The phase locked loop described above has certain properties that have in the past hindered the usefulness of the technique. The frequency divider in the fine number phase locked loop performs a division that is typically by a factor of 10,000 to provide in conjunction with a 720-pole resolver a precision of 0.0001.degree.. That is, the divider chain comprises a counter that counts the VCO pulses and generates the feedback signal after 10,000 pulses have occurred. Thus, the number in the counter at a fixed point in the stator cycle is, to within an additive constant, the fine number. However, when the mechanical apparatus is installed and levelled, the reading at zero angle is typically nonzero. In order to get an electrical zero to the precision of 0.0001.degree., it would be necessary to observe the counter content at the point where a zero reading is desired, and to eliminate this content by rotating the stator up to 0.5.degree. to a precision of 0.0001.degree. and bolting it down to within 0.0002 inches concentricity. As a practical matter, such an exact mechanical adjustment of the apparatus to achieve an electrical zero is impossible.
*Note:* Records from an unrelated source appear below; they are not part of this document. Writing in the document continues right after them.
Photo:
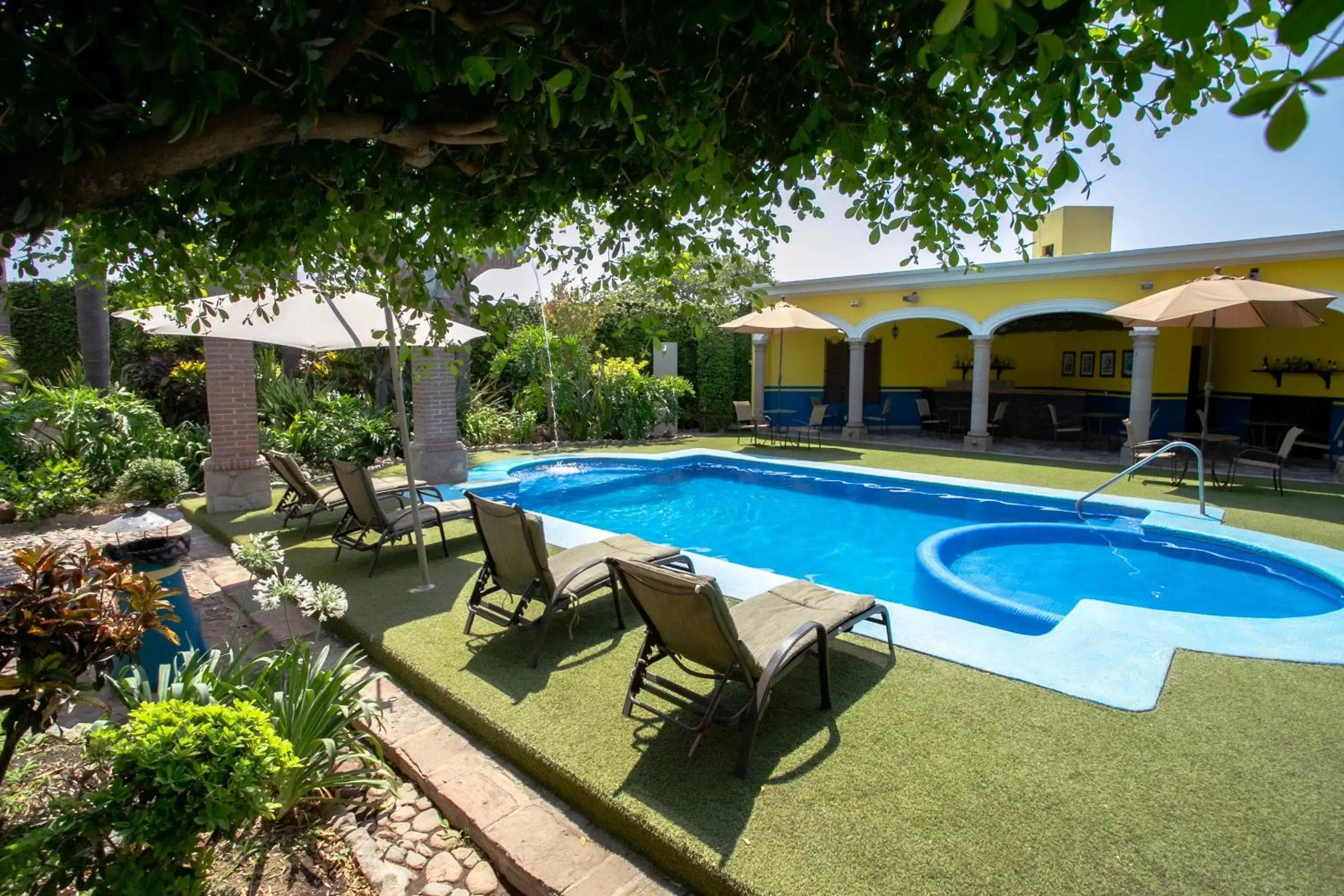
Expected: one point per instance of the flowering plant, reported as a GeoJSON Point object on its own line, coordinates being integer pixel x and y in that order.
{"type": "Point", "coordinates": [261, 555]}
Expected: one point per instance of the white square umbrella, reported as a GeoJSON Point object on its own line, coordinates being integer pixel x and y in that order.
{"type": "Point", "coordinates": [318, 323]}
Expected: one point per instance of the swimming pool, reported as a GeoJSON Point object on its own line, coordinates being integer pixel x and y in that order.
{"type": "Point", "coordinates": [995, 575]}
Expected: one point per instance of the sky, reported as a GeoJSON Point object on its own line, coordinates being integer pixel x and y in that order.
{"type": "Point", "coordinates": [1210, 179]}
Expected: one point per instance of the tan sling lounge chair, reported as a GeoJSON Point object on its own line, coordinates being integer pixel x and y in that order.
{"type": "Point", "coordinates": [369, 526]}
{"type": "Point", "coordinates": [517, 562]}
{"type": "Point", "coordinates": [757, 642]}
{"type": "Point", "coordinates": [303, 499]}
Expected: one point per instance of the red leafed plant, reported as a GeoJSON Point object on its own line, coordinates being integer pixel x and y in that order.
{"type": "Point", "coordinates": [72, 612]}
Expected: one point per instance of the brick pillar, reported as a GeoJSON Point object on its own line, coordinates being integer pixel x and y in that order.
{"type": "Point", "coordinates": [439, 453]}
{"type": "Point", "coordinates": [236, 473]}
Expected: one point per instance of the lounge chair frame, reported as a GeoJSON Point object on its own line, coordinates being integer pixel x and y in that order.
{"type": "Point", "coordinates": [710, 707]}
{"type": "Point", "coordinates": [561, 598]}
{"type": "Point", "coordinates": [377, 530]}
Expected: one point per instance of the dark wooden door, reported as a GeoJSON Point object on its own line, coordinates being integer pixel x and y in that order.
{"type": "Point", "coordinates": [836, 385]}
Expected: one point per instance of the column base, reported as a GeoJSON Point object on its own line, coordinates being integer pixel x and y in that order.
{"type": "Point", "coordinates": [233, 484]}
{"type": "Point", "coordinates": [974, 443]}
{"type": "Point", "coordinates": [440, 462]}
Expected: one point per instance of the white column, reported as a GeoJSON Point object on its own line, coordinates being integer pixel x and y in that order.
{"type": "Point", "coordinates": [758, 342]}
{"type": "Point", "coordinates": [1142, 383]}
{"type": "Point", "coordinates": [855, 429]}
{"type": "Point", "coordinates": [978, 436]}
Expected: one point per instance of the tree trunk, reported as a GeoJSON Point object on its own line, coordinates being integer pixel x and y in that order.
{"type": "Point", "coordinates": [92, 320]}
{"type": "Point", "coordinates": [291, 361]}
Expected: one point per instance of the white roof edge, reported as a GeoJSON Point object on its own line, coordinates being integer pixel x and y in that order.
{"type": "Point", "coordinates": [1240, 252]}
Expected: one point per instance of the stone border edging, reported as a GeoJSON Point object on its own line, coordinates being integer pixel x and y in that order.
{"type": "Point", "coordinates": [534, 840]}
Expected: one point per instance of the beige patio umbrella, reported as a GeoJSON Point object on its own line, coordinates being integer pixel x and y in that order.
{"type": "Point", "coordinates": [1232, 303]}
{"type": "Point", "coordinates": [780, 319]}
{"type": "Point", "coordinates": [314, 322]}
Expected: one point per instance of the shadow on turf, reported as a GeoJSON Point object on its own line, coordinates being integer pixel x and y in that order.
{"type": "Point", "coordinates": [702, 794]}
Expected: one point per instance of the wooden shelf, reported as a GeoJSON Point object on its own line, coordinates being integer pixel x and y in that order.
{"type": "Point", "coordinates": [1279, 375]}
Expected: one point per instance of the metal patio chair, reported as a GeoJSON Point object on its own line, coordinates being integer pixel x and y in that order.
{"type": "Point", "coordinates": [518, 563]}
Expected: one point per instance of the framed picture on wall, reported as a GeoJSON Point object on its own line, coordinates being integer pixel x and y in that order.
{"type": "Point", "coordinates": [1086, 363]}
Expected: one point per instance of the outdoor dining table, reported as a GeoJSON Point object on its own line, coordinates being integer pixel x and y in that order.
{"type": "Point", "coordinates": [1217, 440]}
{"type": "Point", "coordinates": [1101, 417]}
{"type": "Point", "coordinates": [1265, 426]}
{"type": "Point", "coordinates": [777, 421]}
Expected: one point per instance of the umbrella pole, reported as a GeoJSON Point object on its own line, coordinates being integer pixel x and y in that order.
{"type": "Point", "coordinates": [1209, 373]}
{"type": "Point", "coordinates": [406, 452]}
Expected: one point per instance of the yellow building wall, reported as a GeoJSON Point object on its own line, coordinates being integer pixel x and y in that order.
{"type": "Point", "coordinates": [918, 359]}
In the past, the practice has been to accept the inability to electrically zero the readout as inevitable, and to merely compensate for it in subsequent measurement and computations. As an example, the apparatus would be characterized by a fine number offset (and perhaps a coarse number offset), which would be subtracted out in order to obtain the correct angular measurements. The offsets have to maintain the relative offset of -0.5.degree. to provide a proper combination of the coarse and fine numbers.